Re: [PATCH tip/core/rcu 03/17] rcu/tree: Skip entry into the page allocator for PREEMPT_RT
From: Paul E. McKenney
Date: Thu Jul 02 2020 - 12:48:30 EST
On Thu, Jul 02, 2020 at 04:12:16PM +0200, Sebastian Andrzej Siewior wrote:
> On 2020-06-30 11:35:34 [-0700], Paul E. McKenney wrote:
> > > This is not going to work together with the "wait context validator"
> > > (CONFIG_PROVE_RAW_LOCK_NESTING). As of -rc3 it should complain about
> > > printk() which is why it is still disabled by default.
> >
> > Fixing that should be "interesting". In particular, RCU CPU stall
> > warnings rely on the raw spin lock to reduce false positives due
> > to race conditions. Some thought will be required here.
>
> I don't get this part. Can you explain/give me an example where to look
> at?
Starting from the scheduler-clock interrupt's call into RCU,
we have rcu_sched_clock_irq() which calls rcu_pending() which
calls check_cpu_stall() which calls either print_cpu_stall() or
print_other_cpu_stall(), depending on whether the stall is happening on
the current CPU or on some other CPU, respectively.
Both of these last functions acquire the rcu_node structure's raw ->lock
and expect to do printk()s while holding it.
Not that the lock matters all that much given that all of this code is
in hardirq context. Which is necessary if RCU CPU stall warnings are
to be at all reliable. Yeah, yeah, they would be even more reliable if
invoked in NMI context but that would prevent them from acquiring the
->lock that is used to resolve races between multiple concurrent stall
warnings and between a stall warning and the end of that stall. ;-)

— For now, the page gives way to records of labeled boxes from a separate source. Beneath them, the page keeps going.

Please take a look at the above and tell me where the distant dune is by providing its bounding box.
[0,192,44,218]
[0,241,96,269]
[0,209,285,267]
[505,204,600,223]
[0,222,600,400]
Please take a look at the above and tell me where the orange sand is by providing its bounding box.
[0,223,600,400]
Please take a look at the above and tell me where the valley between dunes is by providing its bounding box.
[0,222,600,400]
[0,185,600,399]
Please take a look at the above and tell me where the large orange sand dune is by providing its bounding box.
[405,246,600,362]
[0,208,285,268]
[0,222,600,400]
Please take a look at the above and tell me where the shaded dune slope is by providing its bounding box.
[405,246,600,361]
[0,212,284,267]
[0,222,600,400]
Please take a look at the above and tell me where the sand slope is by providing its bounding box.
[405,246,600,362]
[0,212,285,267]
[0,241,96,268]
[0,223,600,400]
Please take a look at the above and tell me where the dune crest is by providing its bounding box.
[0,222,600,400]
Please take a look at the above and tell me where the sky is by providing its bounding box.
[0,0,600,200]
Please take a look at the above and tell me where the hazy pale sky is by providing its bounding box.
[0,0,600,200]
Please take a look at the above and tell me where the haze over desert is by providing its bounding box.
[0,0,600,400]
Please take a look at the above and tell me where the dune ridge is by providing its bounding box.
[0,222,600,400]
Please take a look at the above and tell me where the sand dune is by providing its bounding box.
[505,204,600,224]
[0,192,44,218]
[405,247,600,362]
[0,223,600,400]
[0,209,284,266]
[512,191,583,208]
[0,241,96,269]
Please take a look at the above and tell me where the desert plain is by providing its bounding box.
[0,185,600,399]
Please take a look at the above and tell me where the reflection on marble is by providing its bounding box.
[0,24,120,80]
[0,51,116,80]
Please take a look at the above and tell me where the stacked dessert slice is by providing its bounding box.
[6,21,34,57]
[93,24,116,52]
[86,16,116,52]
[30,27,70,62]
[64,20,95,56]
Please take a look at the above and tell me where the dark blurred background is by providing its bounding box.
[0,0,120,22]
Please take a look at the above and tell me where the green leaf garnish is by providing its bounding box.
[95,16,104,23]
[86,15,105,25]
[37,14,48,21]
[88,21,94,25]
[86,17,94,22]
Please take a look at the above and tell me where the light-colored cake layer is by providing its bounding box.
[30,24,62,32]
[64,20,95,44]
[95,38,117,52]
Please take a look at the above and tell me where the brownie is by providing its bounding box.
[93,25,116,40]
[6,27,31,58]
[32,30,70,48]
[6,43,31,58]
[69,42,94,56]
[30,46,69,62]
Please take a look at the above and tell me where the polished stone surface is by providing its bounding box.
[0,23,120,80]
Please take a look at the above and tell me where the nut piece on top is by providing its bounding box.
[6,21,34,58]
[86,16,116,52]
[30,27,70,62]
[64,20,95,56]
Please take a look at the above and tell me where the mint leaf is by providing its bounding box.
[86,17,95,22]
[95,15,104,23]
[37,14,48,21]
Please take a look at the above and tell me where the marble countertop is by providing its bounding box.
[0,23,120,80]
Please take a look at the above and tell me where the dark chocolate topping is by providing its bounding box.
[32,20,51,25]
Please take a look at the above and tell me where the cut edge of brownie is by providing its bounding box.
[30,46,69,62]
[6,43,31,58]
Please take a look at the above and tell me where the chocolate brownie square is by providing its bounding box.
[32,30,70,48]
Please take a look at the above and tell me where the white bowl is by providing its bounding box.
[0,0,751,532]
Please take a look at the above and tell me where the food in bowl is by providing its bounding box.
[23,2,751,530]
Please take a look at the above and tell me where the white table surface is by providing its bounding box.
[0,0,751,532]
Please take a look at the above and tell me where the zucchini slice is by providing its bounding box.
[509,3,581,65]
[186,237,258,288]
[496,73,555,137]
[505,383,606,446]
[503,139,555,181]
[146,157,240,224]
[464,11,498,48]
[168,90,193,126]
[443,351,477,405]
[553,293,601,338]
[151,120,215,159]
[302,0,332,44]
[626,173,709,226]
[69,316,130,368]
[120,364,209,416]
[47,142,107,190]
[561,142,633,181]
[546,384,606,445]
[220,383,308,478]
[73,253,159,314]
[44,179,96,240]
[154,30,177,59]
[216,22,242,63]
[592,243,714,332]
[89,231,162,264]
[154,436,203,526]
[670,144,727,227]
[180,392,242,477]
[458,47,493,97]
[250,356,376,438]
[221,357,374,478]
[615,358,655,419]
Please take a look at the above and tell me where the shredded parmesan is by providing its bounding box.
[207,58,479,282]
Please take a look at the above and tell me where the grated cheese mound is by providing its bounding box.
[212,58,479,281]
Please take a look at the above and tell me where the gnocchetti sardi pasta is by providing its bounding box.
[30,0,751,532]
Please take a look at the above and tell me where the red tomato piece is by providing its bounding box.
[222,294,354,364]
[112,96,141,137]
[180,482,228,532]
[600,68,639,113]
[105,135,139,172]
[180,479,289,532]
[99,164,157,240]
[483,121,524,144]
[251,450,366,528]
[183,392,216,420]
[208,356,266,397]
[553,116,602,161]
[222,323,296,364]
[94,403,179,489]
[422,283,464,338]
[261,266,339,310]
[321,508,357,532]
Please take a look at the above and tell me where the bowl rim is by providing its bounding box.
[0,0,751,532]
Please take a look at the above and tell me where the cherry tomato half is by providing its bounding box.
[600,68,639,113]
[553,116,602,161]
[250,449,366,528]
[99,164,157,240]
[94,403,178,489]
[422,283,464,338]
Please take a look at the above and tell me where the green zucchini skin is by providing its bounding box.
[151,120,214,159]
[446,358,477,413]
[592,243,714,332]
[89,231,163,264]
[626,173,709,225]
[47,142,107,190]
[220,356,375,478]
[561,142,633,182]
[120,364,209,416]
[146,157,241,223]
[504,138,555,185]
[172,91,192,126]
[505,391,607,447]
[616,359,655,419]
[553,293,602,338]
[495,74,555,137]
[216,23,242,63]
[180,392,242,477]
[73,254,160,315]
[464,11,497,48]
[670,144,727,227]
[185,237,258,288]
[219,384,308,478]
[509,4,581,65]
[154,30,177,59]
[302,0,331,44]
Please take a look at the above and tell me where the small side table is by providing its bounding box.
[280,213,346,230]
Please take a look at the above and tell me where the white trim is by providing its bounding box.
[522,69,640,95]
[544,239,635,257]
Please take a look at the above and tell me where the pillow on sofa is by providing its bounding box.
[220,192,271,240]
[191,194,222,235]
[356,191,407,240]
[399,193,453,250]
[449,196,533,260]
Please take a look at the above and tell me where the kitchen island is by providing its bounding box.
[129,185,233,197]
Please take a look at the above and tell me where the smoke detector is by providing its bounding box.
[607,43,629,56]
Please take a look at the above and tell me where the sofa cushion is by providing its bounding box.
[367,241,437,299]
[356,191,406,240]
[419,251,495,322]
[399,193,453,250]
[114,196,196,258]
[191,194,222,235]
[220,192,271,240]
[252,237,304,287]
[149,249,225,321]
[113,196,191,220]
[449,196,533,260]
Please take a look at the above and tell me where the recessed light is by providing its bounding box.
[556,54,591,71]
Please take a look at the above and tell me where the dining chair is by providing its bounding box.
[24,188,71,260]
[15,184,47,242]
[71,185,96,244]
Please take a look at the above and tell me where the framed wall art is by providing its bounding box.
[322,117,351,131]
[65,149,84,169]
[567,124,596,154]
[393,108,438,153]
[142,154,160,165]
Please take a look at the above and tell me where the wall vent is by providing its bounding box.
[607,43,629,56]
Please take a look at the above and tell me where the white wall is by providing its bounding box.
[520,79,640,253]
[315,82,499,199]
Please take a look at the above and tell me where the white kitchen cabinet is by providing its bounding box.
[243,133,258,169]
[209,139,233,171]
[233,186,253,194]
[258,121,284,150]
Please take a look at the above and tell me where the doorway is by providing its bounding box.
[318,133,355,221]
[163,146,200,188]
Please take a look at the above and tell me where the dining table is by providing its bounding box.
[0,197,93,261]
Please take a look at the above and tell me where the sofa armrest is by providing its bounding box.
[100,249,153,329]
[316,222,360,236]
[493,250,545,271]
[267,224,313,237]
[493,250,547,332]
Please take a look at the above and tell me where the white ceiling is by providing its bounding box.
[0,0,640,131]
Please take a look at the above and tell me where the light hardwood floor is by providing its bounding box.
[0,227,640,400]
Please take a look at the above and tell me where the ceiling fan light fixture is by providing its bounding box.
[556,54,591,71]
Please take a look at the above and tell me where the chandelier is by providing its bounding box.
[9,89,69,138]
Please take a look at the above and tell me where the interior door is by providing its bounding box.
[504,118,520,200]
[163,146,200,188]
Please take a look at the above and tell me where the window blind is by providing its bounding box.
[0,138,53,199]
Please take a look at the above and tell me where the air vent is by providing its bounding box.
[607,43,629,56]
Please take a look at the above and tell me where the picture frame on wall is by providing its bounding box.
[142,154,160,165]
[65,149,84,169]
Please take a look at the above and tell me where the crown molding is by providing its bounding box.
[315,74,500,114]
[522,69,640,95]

I could imagine accumulating the data in hardirq context and then
using a workqueue or some such to print it all out, but that
requires that workqueues be fully operational for RCU CPU stall
warnings to appear. :-(
Thoughts?
> > > So assume that this is fixed and enabled then on !PREEMPT_RT it will
> > > complain that you have a raw_spinlock_t acquired (the one from patch
> > > 02/17) and attempt to acquire a spinlock_t in the memory allocator.
> >
> > Given that the slab allocator doesn't acquire any locks until it gets
> > a fair way in, wouldn't it make sense to allow a "shallow" allocation
> > while a raw spinlock is held? This would require yet another GFP_ flag,
> > but that won't make all that much of a difference in the total. ;-)
>
> That would be one way of dealing with. But we could go back to
> spinlock_t and keep the memory allocation even for RT as is. I don't see
> a downside of this. And we would worry about kfree_rcu() from real
> IRQ-off region once we get to it.
Once we get to it, your thought would be to do per-CPU queuing of
memory from IRQ-off kfree_rcu(), and have IRQ work or some such clean
up after it? Or did you have some other trick in mind?
Thanx, Paul
> > > > bnode = (struct kfree_rcu_bulk_data *)
> > > > __get_free_page(GFP_NOWAIT | __GFP_NOWARN);
> > > > }
>
> Sebastian